As the process continues, each item is discussed and defined, and as interests are offered, the need for resolution of any item will surface. The proposing party, however, may remove any item from discussion at any time.

Identifying the Interests on Each Issue

Interests are what each party obtains from solving the problem, their concerns in doing it, and the parameters that they set for the solution. They share their interests with each other by listing them on the flip chart. The parties will be better able to find solutions after they have made their interests known to each other. They will be able to find solutions more successfully, because they have shared their needs and their limitations.

Developing a List of Options for Each Issue

Using brainstorming techniques, the parties offer possible solutions to each issue. The facilitator goes around the room permitting each person to offer ideas until they run out of suggestions. All suggestions are accepted and listed without comment.

Identifying the Acceptable Option

Each option is measured against the list of standards. The measuring method varies with each group. The option that meets most of the standards may be the acceptable solution. Sometimes the parties may find the acceptable solution intuitively, because they understand each other after having shared their standards, interests and concerns earlier. The parties should be free to adopt any method that works for them.

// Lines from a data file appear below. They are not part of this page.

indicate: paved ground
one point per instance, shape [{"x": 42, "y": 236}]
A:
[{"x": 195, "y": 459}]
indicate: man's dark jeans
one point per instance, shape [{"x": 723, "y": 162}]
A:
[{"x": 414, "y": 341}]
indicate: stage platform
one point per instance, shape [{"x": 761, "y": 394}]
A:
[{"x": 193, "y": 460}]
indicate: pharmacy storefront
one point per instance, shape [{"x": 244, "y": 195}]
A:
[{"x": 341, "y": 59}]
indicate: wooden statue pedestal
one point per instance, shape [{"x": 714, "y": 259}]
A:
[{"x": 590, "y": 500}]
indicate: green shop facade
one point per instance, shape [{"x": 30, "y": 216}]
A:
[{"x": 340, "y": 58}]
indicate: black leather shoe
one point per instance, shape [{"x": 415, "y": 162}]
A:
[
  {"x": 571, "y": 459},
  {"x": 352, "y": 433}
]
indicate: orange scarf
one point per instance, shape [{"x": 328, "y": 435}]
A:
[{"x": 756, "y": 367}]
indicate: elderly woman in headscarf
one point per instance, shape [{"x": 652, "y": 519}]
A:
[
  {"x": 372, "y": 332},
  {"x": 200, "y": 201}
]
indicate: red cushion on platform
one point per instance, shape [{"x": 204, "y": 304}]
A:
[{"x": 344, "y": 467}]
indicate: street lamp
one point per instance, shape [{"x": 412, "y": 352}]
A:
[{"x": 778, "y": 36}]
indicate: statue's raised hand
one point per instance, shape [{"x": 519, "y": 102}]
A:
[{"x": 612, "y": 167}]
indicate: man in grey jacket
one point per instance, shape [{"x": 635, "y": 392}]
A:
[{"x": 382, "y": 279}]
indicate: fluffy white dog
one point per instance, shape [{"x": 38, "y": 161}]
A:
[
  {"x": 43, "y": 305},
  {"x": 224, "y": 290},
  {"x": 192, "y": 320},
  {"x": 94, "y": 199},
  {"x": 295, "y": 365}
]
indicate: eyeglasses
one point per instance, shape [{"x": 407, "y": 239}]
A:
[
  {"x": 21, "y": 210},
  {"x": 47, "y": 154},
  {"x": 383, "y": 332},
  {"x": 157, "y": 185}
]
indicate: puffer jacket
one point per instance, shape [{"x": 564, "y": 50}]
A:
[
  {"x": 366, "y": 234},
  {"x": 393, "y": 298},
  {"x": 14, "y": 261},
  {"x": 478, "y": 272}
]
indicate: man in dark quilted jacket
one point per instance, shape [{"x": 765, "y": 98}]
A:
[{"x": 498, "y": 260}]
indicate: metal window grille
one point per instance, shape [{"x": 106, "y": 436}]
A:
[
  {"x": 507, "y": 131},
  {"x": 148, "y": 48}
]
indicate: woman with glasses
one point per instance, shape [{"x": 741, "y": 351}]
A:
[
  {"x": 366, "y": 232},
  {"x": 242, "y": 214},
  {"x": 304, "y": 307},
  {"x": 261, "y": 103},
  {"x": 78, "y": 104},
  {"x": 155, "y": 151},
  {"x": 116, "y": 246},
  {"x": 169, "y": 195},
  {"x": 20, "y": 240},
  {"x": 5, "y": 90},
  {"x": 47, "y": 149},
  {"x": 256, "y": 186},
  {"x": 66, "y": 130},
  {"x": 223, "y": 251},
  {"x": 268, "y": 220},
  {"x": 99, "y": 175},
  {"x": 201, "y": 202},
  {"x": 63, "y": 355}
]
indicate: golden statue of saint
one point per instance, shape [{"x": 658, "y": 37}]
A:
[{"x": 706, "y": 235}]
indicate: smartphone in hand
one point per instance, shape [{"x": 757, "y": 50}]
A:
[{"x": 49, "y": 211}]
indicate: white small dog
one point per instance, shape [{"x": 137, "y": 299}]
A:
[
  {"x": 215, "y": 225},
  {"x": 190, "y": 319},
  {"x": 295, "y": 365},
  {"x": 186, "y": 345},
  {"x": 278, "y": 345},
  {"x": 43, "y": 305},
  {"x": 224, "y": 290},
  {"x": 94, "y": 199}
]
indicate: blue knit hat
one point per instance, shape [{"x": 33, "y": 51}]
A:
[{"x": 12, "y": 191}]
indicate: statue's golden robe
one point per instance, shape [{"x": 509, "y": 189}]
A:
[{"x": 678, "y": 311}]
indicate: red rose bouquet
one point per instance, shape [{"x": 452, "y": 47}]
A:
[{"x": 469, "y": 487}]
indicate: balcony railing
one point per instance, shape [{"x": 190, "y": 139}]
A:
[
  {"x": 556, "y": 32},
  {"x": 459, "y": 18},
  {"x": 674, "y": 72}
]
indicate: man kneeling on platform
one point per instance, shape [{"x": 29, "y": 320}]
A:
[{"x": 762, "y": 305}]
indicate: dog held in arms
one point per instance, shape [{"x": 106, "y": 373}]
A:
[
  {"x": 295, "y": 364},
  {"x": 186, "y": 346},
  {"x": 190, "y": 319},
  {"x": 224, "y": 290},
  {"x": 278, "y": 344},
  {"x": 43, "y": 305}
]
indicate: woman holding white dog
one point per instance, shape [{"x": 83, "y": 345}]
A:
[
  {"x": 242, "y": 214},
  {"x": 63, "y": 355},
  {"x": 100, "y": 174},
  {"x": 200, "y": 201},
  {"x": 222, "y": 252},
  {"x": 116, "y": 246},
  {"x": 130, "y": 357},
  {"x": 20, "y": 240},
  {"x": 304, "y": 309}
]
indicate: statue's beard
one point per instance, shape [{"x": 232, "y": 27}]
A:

Accepting an Option as a Tentative Agreement

The accepted option is written as a tentative agreement, either in concept or in final contract form, and signed by the parties. All tentative agreements are set aside until all issues are completed before they are presented for ratification. Sometimes, the parties may not reach agreement on some issues. Those should be set aside to be discussed later. If they remain unresolved, only those issues will be submitted to the traditional impasse procedures. The agreed issues will remain as tentative agreements as in traditional negotiations. As each issue is resolved, it is crossed off the posted list, and the parties move on to the next issue until all are resolved.

Skills Needed

There are no special skills or characteristics needed that are exclusive to IBB. Skills such as strong advocacy, experience, creativity, verbal skills, and ability to take risks will help the process. The participants must never forget that they are representatives of their constituents, and that the tentative agreements must be accepted by their members. Strong advocates usually can anticipate their members' needs. Creativity is one of the primary characteristics of good negotiators, no matter what process they use. It is essential for IBB, because innovation distinguishes it from traditional bargaining. The teams also should have some risk takers who can consider non-traditional solutions to collective bargaining problems. Creative risk takers who are strong advocates are ideal IBB participants. Good verbal skills are also essential. Those who can express themselves clearly and effectively enhance the process. Experience in negotiations is helpful but it is not critical for all team members to be experienced.